Given a death sentence and choosing not to fight against the evil illness that is in your body is akin to defeating the disease, from my perspective. We are supposed to cower to the capital C. Not mom.
She says, “bring it on!”
Mom lived a full and good life. It wasn’t all happy and it wasn’t all sad. She endured countless pains and struggles, but always seemed to rise to the occasion and make herself available to others in so many unimaginable ways.
I think it is just as I would have expected my mother to do, accept the disease, but not let it kill her spirit. Death and disease are categorically evil, but if we take our blinders off, they can be the true mark of a person.

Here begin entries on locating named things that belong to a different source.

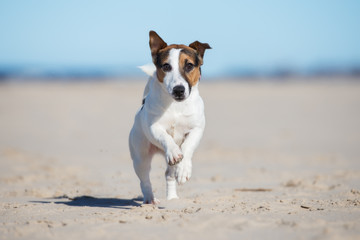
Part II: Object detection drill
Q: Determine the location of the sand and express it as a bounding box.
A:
[0,79,360,239]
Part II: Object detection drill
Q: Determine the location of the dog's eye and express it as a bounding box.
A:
[161,63,171,72]
[185,63,194,72]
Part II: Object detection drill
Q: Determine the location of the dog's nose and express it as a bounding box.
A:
[173,85,185,100]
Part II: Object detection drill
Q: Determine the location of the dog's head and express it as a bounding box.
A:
[149,31,211,101]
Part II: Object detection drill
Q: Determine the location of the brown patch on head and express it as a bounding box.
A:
[179,46,202,87]
[149,31,211,84]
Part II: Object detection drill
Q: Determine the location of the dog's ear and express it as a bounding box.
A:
[189,41,211,58]
[149,31,167,58]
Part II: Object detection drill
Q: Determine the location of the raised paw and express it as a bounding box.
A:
[166,145,184,166]
[143,197,160,205]
[175,161,192,184]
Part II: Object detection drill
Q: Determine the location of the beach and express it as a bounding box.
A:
[0,78,360,240]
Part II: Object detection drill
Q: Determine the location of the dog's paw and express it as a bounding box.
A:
[166,193,179,200]
[175,161,192,184]
[166,145,184,166]
[143,197,160,205]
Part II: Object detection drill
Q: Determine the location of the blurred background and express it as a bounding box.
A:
[0,0,360,80]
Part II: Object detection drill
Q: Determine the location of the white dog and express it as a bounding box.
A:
[129,31,210,204]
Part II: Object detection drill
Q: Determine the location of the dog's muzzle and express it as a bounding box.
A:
[172,85,185,101]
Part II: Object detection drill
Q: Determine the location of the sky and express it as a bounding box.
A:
[0,0,360,76]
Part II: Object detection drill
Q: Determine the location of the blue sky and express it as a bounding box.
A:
[0,0,360,76]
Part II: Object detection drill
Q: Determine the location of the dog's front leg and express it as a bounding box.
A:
[150,124,183,166]
[175,127,204,184]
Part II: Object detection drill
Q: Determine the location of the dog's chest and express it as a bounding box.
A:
[161,107,196,145]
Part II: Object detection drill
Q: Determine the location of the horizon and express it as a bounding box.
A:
[0,0,360,77]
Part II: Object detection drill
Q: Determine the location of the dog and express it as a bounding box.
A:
[129,31,211,204]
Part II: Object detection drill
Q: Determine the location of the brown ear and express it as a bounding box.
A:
[149,31,167,58]
[189,41,211,58]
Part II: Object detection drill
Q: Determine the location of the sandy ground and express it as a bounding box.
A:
[0,80,360,239]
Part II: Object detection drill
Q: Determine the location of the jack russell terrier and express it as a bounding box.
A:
[129,31,211,204]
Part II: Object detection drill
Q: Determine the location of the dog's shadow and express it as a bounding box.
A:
[32,195,143,209]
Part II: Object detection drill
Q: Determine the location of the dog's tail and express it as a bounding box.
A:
[139,63,156,77]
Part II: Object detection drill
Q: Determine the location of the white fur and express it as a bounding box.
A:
[129,49,205,204]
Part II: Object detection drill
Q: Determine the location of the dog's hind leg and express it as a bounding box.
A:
[165,165,179,200]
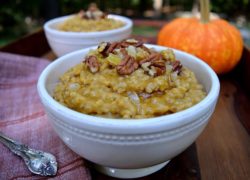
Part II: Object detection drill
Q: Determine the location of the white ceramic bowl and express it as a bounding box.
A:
[37,45,220,178]
[44,15,133,57]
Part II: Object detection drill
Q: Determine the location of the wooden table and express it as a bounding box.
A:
[0,20,250,180]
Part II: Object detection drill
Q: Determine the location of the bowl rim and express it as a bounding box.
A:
[37,44,220,133]
[43,14,133,38]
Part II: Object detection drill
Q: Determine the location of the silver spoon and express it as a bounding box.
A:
[0,132,57,176]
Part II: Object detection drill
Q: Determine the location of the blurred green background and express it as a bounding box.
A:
[0,0,250,46]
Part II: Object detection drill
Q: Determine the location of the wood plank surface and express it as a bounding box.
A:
[196,79,250,180]
[0,21,250,180]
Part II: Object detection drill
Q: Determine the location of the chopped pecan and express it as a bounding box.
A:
[120,39,143,48]
[98,42,119,57]
[140,52,162,64]
[139,92,152,99]
[116,55,139,75]
[85,55,100,73]
[140,53,166,76]
[171,61,182,75]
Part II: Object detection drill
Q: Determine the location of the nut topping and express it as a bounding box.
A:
[172,61,182,75]
[140,53,166,76]
[85,55,100,73]
[116,55,139,75]
[98,42,119,57]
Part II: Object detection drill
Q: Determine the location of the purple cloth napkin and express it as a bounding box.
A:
[0,52,91,180]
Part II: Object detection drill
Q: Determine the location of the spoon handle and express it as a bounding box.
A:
[0,131,28,158]
[0,131,57,176]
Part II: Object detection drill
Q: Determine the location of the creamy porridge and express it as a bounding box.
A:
[54,39,206,118]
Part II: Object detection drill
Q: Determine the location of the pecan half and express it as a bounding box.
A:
[172,61,182,75]
[116,55,139,75]
[85,55,100,73]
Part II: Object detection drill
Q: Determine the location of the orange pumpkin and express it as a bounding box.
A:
[157,0,243,74]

We talk and talk until we are blue in the face about living through adversity and how it can benefit the human spirit, but until we are face to face with our own mortality, it’s really just conjecture. I’m proud of mom. She is living life to the fullest and facing the end with courage, purpose, and dignity.
I’m going to miss my mother. But I’m also going to be ever so thankful to have been given so many wonderful years with someone who shares and initiated my zest for life. Mom is the DNA explanation for who I am.
How would I handle facing the end of my days if I were in mom’s shoes? I know I wouldn’t go to Disneyland. I think I would just start looking around to see what I need to be grateful for. My wife, Ruth, put an empty book out in our house a few years ago with the title, I’m Grateful For: Then blank spaces and a pen to fill in the blanks. We didn’t take it seriously, the kids and me. I think I’ll go home and pull it back out and add: I’m grateful for Mom! I love you, Mom!